While the idea of additional meetings outside of class might initially sound burdensome, for me this has been one of the most rewarding aspects of teaching in Humanities. My experience of teaching in general is that, apart from class meetings, it’s often solitary: reading, prepping, and writing all require seclusion. And while I likely wouldn’t have been drawn to academia if I didn’t find these conditions congenial, the sense of common purpose and mutual support that can come from collaborative teaching is often energizing. From a pedagogical point of view, regular team meetings and plenary sessions, in which one has a chance to see other faculty at work with students, are an opportunity to discuss and observe different pedagogical methods, strategies, and tricks of the trade – different ways of approaching texts, of leading class discussions, or commenting on student work. I’ve heard colleagues describe the program as a laboratory for teaching, which gestures toward this sharing of pedagogies and the ways it can inspire new ideas for one’s own teaching.
You might think of teaching in a Humanities course as akin to a semester-long version of the CFT’s Celebration of Teaching, with the difference that you too are teaching in the course you’re observing. And this difference makes a difference. Because the teams are interdisciplinary, you will often find yourself teaching texts outside of your discipline. This can be a source of anxiety, but leaving your intellectual comfort zone can also have salutary effects on your teaching. Giving up the pretense of authority and expertise concerning all of the texts the course covers can make students more willing to venture their own ideas and hypotheses, and transforms the classroom into a more collaborative space in which both you and the students have a shared responsibility to make sense of the texts you’re grappling with. Modeling curiosity can be the goal, rather than performing expertise. And colleagues with the relevant expertise are generous in sharing tips for approaching particular texts and topics.

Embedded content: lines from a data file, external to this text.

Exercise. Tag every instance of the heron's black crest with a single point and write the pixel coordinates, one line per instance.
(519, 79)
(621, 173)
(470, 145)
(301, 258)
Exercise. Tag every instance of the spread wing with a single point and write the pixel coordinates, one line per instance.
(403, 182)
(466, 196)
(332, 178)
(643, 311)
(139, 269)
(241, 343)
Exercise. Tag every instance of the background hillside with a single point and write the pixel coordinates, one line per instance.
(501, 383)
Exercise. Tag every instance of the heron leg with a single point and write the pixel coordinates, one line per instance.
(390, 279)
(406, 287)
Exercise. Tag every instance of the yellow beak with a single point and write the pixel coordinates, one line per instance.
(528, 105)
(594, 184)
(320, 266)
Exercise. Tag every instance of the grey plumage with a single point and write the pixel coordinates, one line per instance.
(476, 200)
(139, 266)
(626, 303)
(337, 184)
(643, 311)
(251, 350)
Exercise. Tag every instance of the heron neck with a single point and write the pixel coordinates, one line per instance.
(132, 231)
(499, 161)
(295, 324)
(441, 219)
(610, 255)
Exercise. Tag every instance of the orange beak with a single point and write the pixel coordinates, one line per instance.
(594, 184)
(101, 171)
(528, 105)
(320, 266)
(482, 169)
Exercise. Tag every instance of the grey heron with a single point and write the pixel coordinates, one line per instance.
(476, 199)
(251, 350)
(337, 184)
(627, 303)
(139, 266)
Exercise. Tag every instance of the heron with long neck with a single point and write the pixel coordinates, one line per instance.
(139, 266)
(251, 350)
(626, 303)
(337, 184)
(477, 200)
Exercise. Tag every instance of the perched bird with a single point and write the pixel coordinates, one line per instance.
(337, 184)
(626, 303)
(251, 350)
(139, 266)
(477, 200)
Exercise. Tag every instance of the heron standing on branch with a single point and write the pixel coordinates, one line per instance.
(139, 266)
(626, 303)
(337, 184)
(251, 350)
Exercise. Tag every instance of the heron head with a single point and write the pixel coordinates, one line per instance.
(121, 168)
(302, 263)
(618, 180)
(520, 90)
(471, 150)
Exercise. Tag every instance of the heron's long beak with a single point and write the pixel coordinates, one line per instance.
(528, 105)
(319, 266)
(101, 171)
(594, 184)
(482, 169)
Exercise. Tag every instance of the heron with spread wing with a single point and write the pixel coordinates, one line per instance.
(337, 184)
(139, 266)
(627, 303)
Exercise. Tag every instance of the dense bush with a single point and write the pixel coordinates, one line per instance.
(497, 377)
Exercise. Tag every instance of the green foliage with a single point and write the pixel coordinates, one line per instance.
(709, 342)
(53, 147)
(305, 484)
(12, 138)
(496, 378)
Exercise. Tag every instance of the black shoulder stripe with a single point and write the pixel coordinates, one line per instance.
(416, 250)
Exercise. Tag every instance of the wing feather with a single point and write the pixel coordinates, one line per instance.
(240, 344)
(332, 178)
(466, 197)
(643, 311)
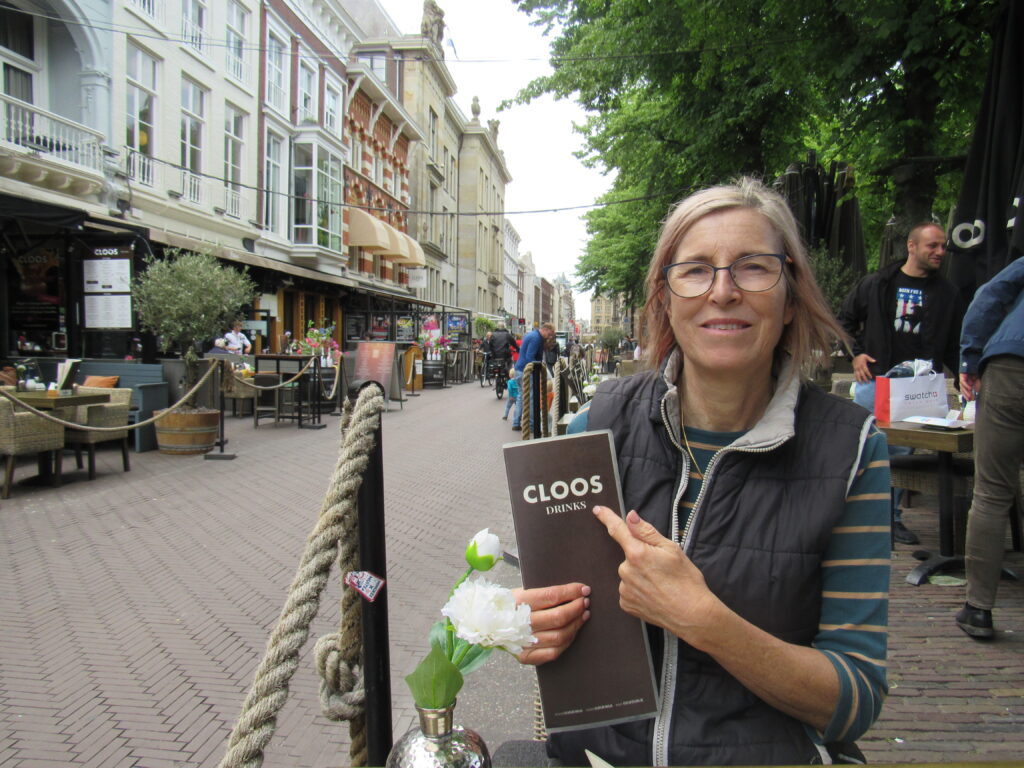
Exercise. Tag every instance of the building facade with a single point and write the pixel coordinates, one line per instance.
(308, 142)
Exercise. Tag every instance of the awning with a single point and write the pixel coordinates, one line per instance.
(416, 257)
(397, 249)
(367, 230)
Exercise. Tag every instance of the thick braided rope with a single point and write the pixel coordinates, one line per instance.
(84, 428)
(334, 528)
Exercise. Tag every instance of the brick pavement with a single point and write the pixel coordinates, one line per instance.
(135, 607)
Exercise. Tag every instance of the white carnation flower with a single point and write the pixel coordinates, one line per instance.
(485, 613)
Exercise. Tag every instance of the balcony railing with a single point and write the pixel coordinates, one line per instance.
(152, 8)
(140, 168)
(192, 187)
(42, 131)
(232, 202)
(193, 35)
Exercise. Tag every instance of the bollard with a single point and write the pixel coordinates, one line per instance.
(373, 557)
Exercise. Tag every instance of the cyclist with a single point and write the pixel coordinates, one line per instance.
(501, 346)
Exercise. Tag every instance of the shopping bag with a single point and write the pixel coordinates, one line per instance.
(896, 398)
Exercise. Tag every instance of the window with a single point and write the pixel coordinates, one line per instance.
(140, 97)
(193, 123)
(275, 74)
(378, 170)
(330, 181)
(332, 111)
(302, 195)
(235, 123)
(194, 24)
(356, 162)
(433, 134)
(272, 178)
(238, 20)
(307, 92)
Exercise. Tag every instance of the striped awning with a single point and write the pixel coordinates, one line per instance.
(416, 257)
(367, 230)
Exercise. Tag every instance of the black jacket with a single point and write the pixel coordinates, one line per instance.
(865, 316)
(774, 497)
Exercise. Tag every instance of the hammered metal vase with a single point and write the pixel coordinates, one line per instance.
(438, 743)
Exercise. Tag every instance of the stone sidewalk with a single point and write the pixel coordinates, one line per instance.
(134, 608)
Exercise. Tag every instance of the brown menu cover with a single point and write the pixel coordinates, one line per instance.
(606, 675)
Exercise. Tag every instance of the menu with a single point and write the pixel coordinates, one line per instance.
(606, 675)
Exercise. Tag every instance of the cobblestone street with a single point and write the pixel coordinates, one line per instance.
(135, 607)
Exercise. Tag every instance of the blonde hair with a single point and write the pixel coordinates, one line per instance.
(813, 330)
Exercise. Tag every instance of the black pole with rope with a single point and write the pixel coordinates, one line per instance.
(373, 558)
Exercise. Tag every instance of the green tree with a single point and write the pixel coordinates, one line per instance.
(186, 298)
(684, 93)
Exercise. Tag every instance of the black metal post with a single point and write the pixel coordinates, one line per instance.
(373, 557)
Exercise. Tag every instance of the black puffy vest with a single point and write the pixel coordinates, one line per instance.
(758, 538)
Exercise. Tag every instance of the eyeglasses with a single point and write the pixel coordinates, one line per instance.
(754, 273)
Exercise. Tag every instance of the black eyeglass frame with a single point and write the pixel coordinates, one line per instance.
(716, 269)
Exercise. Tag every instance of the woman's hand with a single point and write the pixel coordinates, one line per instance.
(556, 615)
(658, 583)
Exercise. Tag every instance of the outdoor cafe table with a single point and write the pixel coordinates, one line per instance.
(944, 442)
(42, 401)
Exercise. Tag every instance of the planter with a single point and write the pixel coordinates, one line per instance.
(185, 433)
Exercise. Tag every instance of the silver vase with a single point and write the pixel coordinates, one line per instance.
(438, 743)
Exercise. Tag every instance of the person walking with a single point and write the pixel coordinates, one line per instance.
(992, 351)
(904, 311)
(531, 350)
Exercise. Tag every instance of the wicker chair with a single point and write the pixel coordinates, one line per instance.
(22, 433)
(113, 414)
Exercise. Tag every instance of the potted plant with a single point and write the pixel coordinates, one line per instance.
(184, 299)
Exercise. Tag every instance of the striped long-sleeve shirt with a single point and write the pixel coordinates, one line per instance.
(852, 630)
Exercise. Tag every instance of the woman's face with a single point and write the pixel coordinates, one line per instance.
(728, 330)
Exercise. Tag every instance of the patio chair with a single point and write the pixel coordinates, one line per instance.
(22, 433)
(113, 414)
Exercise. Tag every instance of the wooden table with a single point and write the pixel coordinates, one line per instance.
(944, 442)
(42, 401)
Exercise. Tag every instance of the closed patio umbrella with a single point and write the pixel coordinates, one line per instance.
(987, 229)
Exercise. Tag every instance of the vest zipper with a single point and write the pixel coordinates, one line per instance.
(659, 742)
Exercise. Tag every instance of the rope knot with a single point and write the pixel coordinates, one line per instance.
(342, 691)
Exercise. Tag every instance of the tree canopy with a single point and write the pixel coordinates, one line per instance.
(685, 93)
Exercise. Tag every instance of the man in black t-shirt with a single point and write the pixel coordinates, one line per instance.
(904, 311)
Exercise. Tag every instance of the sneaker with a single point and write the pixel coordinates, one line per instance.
(975, 622)
(904, 536)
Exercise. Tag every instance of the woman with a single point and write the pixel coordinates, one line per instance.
(757, 551)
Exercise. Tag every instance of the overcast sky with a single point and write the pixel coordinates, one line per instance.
(497, 52)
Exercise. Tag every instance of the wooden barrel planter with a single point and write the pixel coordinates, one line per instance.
(187, 433)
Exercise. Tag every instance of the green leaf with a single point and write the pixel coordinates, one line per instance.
(435, 682)
(474, 657)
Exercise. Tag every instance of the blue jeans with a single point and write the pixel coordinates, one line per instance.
(517, 417)
(863, 394)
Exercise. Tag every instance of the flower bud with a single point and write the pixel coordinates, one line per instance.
(483, 551)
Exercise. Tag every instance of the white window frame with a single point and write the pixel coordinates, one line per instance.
(276, 73)
(235, 52)
(273, 200)
(194, 100)
(308, 89)
(142, 81)
(195, 16)
(235, 147)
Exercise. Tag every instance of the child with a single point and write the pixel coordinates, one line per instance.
(513, 391)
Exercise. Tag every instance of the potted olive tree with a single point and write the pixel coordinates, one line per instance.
(184, 299)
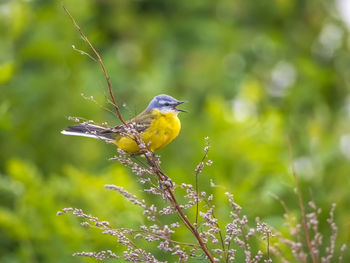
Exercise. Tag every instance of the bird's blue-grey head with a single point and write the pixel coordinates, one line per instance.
(165, 103)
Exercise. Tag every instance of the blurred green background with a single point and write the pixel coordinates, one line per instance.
(253, 73)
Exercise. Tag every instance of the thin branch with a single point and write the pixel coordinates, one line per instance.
(119, 115)
(301, 204)
(198, 170)
(148, 155)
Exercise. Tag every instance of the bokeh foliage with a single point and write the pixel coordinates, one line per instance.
(253, 72)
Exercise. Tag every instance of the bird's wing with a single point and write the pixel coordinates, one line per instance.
(141, 122)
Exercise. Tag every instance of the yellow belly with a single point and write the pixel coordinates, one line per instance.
(163, 129)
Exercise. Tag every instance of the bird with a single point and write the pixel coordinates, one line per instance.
(157, 125)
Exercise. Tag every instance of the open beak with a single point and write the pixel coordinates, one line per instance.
(177, 104)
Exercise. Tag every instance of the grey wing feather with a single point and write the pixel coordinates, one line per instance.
(142, 122)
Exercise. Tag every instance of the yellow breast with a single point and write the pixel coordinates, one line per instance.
(163, 129)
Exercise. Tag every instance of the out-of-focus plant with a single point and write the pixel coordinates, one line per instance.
(208, 229)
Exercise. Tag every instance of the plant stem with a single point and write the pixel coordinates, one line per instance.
(301, 205)
(151, 161)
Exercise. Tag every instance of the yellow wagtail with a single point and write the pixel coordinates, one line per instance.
(158, 125)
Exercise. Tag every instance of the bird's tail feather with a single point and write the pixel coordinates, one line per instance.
(89, 130)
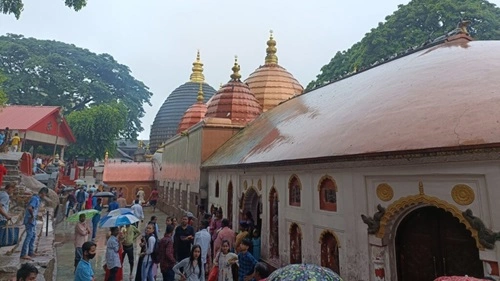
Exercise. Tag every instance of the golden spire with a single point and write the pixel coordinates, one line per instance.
(200, 93)
(236, 70)
(197, 75)
(271, 57)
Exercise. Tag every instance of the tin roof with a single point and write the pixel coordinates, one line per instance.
(445, 96)
(128, 172)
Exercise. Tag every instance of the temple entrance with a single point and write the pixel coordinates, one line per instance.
(430, 242)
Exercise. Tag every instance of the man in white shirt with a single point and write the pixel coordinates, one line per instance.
(138, 212)
(203, 239)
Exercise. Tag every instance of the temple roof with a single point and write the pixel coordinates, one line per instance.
(446, 96)
(234, 101)
(170, 113)
(271, 83)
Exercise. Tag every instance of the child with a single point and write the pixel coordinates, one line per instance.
(246, 261)
(256, 245)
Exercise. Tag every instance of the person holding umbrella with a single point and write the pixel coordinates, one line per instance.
(82, 232)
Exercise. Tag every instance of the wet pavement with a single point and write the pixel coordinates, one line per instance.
(66, 251)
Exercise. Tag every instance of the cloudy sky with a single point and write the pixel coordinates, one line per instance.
(158, 39)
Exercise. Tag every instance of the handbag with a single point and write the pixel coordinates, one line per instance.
(9, 235)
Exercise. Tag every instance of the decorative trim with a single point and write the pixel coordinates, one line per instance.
(463, 194)
(290, 181)
(325, 177)
(404, 203)
(385, 192)
(326, 231)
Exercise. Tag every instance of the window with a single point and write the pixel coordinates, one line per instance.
(294, 188)
(327, 194)
(217, 189)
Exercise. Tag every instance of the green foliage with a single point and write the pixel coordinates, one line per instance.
(409, 26)
(96, 128)
(3, 95)
(43, 72)
(16, 6)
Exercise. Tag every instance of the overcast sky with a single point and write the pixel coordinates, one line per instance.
(158, 39)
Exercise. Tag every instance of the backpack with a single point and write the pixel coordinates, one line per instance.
(155, 255)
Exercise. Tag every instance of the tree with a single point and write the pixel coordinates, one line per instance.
(43, 72)
(96, 128)
(409, 26)
(16, 6)
(3, 95)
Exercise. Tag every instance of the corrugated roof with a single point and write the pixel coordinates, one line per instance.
(23, 117)
(128, 172)
(446, 96)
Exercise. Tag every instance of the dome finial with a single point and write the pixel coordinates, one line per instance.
(236, 70)
(271, 57)
(200, 93)
(197, 75)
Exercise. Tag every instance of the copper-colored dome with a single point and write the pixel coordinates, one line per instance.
(271, 83)
(234, 101)
(194, 114)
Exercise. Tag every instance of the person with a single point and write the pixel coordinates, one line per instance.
(225, 261)
(225, 233)
(153, 198)
(138, 212)
(82, 232)
(183, 239)
(95, 219)
(130, 234)
(191, 265)
(167, 258)
(261, 271)
(246, 261)
(14, 142)
(5, 202)
(140, 195)
(203, 239)
(3, 172)
(30, 215)
(113, 263)
(27, 272)
(256, 244)
(147, 263)
(84, 270)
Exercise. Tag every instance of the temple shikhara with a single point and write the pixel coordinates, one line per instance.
(389, 173)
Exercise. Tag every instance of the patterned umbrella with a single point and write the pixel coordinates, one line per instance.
(112, 221)
(88, 214)
(304, 272)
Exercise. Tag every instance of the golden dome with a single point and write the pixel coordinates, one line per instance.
(234, 101)
(271, 83)
(195, 113)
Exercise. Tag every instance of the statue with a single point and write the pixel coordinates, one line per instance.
(374, 223)
(487, 237)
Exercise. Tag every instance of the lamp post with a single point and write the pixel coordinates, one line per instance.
(59, 121)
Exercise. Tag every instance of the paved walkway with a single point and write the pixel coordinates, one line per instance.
(66, 250)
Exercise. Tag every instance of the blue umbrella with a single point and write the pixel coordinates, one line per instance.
(112, 221)
(121, 211)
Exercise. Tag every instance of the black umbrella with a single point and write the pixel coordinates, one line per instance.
(104, 194)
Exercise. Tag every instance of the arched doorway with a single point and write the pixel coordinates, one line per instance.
(230, 202)
(273, 224)
(295, 244)
(430, 242)
(330, 252)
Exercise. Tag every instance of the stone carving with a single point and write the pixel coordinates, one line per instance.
(385, 192)
(462, 194)
(374, 222)
(487, 237)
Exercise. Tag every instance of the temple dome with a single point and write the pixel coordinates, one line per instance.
(271, 83)
(170, 114)
(234, 101)
(195, 113)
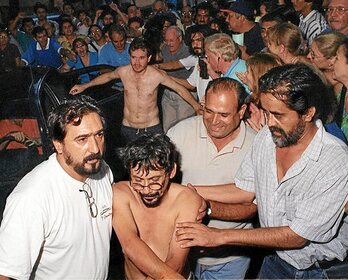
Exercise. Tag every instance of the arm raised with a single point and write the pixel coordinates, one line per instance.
(135, 249)
(179, 89)
(188, 204)
(102, 79)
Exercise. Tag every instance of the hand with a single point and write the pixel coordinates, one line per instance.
(113, 6)
(257, 117)
(77, 89)
(190, 234)
(210, 70)
(98, 13)
(202, 211)
(244, 79)
(21, 15)
(244, 54)
(19, 136)
(72, 56)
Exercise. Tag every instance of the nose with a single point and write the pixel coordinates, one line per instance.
(215, 119)
(93, 145)
(270, 120)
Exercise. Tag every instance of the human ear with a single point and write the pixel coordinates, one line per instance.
(173, 172)
(308, 116)
(58, 146)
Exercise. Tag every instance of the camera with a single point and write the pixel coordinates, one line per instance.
(203, 70)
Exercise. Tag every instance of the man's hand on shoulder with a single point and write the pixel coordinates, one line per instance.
(202, 211)
(76, 89)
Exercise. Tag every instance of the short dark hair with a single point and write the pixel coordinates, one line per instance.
(27, 19)
(226, 83)
(299, 87)
(117, 28)
(149, 152)
(71, 111)
(39, 5)
(140, 43)
(345, 48)
(65, 20)
(38, 30)
(135, 19)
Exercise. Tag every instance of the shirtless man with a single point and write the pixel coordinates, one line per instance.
(141, 81)
(147, 207)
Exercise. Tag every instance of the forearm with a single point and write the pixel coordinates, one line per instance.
(232, 211)
(171, 65)
(64, 52)
(13, 26)
(227, 193)
(100, 80)
(148, 262)
(274, 237)
(188, 97)
(184, 83)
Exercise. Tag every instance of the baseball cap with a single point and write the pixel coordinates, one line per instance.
(240, 7)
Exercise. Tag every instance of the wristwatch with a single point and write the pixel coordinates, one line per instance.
(208, 210)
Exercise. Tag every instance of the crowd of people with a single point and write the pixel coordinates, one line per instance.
(247, 100)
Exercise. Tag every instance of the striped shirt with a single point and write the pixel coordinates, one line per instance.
(309, 199)
(312, 25)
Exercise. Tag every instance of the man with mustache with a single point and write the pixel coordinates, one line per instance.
(141, 82)
(57, 221)
(147, 207)
(298, 175)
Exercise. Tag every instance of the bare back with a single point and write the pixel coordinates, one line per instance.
(140, 96)
(155, 226)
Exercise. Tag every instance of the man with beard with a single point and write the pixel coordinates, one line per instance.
(147, 207)
(212, 148)
(57, 221)
(298, 174)
(141, 81)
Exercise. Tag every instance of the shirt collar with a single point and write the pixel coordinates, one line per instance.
(38, 47)
(235, 143)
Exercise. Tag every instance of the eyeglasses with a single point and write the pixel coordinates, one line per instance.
(338, 10)
(90, 200)
(313, 55)
(154, 184)
(79, 46)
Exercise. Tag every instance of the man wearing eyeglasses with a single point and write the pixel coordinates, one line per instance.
(57, 221)
(337, 15)
(147, 207)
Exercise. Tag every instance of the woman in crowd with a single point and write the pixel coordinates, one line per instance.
(10, 56)
(98, 38)
(257, 65)
(323, 55)
(285, 40)
(341, 75)
(84, 59)
(84, 22)
(67, 34)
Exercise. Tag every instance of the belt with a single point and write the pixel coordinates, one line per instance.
(328, 264)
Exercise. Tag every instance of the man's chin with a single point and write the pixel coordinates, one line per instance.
(151, 203)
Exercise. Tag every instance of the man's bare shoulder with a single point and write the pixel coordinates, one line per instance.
(123, 69)
(185, 195)
(121, 188)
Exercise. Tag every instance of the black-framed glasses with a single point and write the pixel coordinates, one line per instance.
(90, 200)
(338, 10)
(154, 184)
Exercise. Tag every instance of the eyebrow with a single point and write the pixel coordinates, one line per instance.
(89, 134)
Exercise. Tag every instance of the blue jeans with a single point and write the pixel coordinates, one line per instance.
(235, 269)
(273, 267)
(338, 269)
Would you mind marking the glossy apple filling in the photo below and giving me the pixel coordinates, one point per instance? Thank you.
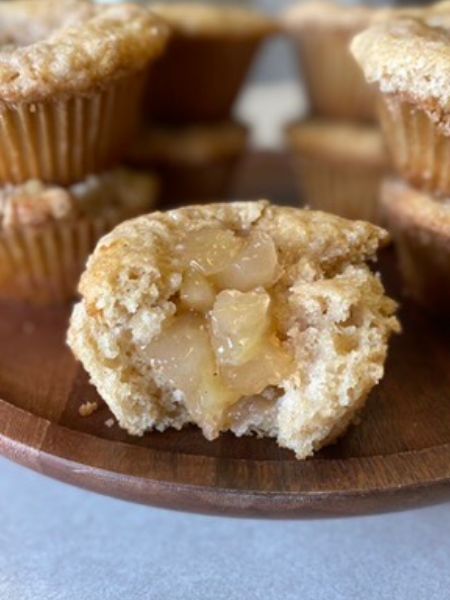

I could say more about the program, but in the interest of not taking up too much of your time with this post I’ll bring things to a close. I hope the foregoing gives you some idea of the appeal of Humanities and how it works, but if you have questions about the program that I haven’t answered here I, or any of the other faculty involved in the program, would be happy to try to answer them. I’ll end with some of the analogies that I cycle through in thinking about what I value about the program. It sometimes has the feel of a reading group with other interested faculty. It often strikes me as a remedial education, giving me time to read texts and think about topics that I should have read or thought about long ago. More recently I’ve valued the ways it functions as a semester long pedagogical workshop. And in the busier and more stressful times of the semester, it can function as a teaching support group, in which we commiserate over the frustrations and anxieties of teaching and brainstorm ways of addressing them. If any of this sounds appealing to you, then consider joining!